Research on Vehicle Lateral Stability Under Flow Impact During Wading

The growing frequency of extreme rainfall events attributable to global climate change has heightened concerns regarding flood-related hazards to road traffic safety. Under wading conditions, vehicles become susceptible to lateral sliding, flotation, or rollover when exposed to lateral hydrodynamic impacts, jeopardizing both occupant safety and infrastructure integrity. Previous studies have primarily focused on longitudinal sliding instability—such as the critical flow velocity for vehicle motion initiation and buoyancy-related submersion depth—under forward or backward flow, employing theoretical analyses and flume experiments. However, research on the dynamic response of vehicles under lateral flow, the underlying mechanisms of lateral skidding, and multi-degree-of-freedom instability modes remains relatively limited. To address this gap, this study establishes a multi-body vehicle dynamics model for lateral flow conditions, incorporating lateral hydraulic forces and tire-road friction factors. It analyzes the vehicle's critical lateral slip force, reveals the impacts of water depth and flow velocity on stability, and proposes a critical flow velocity criterion for lateral slip based on hydrodynamic perception. The research further investigates the effects of varying water depths and slip velocities on vehicle wading performance. The findings indicate that increased water depth corresponds to a significant reduction in the critical lateral sliding velocity. Moreover, the most critical condition for lateral instability arises when the flow impinges perpendicularly on the vehicle's side profile.

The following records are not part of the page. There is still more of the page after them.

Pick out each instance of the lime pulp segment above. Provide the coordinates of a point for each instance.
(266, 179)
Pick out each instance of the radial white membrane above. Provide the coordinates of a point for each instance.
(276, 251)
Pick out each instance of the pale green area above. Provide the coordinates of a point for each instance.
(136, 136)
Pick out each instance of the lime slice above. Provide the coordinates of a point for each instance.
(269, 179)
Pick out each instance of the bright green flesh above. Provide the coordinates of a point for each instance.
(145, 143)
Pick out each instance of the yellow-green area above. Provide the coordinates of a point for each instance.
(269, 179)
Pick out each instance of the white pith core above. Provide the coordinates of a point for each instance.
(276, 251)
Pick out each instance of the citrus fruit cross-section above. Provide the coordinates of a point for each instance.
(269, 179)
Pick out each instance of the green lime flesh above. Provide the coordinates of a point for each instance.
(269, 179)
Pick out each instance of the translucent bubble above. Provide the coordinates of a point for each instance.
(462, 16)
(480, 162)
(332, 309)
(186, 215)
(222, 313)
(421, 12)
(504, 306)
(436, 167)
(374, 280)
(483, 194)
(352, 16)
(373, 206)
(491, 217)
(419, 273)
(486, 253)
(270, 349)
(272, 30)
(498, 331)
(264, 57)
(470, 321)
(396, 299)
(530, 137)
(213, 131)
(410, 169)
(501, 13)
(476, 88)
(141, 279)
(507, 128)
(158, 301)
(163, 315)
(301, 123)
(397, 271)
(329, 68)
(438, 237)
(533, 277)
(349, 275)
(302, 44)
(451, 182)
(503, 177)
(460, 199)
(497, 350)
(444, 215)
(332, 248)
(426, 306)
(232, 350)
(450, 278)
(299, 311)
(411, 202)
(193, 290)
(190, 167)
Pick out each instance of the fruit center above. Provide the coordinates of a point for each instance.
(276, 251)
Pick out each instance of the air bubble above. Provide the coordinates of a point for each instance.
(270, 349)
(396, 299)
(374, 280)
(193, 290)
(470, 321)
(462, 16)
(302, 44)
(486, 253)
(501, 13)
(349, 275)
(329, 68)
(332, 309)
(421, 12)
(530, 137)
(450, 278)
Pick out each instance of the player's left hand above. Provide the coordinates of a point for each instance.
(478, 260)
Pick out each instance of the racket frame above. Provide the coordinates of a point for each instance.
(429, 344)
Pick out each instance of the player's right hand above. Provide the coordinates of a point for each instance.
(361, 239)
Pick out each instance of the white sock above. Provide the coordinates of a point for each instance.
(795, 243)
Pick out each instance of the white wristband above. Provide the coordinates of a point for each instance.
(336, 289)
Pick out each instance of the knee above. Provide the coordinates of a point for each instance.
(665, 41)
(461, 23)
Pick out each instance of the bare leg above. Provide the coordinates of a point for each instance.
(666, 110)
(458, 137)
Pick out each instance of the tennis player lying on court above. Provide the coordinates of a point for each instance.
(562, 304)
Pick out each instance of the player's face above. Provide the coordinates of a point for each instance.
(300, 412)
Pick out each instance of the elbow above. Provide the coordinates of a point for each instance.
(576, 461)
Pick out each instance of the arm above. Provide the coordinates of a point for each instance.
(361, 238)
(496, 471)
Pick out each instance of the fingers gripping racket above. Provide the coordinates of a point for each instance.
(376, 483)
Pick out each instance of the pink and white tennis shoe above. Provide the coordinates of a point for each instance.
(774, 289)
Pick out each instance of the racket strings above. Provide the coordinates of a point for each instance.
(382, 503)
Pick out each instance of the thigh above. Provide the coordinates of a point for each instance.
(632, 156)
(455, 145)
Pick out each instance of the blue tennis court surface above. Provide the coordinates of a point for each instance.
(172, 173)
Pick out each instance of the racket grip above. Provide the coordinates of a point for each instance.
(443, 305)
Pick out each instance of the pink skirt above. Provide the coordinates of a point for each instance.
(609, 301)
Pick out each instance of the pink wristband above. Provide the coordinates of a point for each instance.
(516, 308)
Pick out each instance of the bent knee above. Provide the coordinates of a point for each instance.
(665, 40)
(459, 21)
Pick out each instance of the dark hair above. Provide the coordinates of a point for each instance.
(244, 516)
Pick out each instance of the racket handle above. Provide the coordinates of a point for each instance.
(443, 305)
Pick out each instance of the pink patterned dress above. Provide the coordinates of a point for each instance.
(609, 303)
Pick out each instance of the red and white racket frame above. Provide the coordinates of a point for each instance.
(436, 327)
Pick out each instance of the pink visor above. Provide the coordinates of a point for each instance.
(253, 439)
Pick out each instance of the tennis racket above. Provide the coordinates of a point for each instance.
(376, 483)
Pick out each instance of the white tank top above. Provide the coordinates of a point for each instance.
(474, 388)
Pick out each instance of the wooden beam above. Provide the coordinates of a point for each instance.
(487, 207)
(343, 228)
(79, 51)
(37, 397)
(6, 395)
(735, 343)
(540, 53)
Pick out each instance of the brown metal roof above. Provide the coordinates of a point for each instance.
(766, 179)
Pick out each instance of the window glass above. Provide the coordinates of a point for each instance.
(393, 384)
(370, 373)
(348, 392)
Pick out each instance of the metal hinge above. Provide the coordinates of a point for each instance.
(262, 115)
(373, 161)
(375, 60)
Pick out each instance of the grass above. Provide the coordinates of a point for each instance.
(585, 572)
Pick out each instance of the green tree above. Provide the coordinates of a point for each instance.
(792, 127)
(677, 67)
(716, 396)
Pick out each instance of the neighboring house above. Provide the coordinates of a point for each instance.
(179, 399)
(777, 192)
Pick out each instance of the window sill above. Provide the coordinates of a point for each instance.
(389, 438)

These outcomes provide a theoretical framework and technical basis for enhancing vehicle safety in flood-prone environments. Theoretically, they offer new insights into the hydrodynamic mechanisms governing lateral instability. Technically, they deliver quantifiable criteria and a modeling approach that can inform the design of more robust vehicles and improve the accuracy of safety assessments, ultimately mitigating the risk of hydrodynamic-induced failures.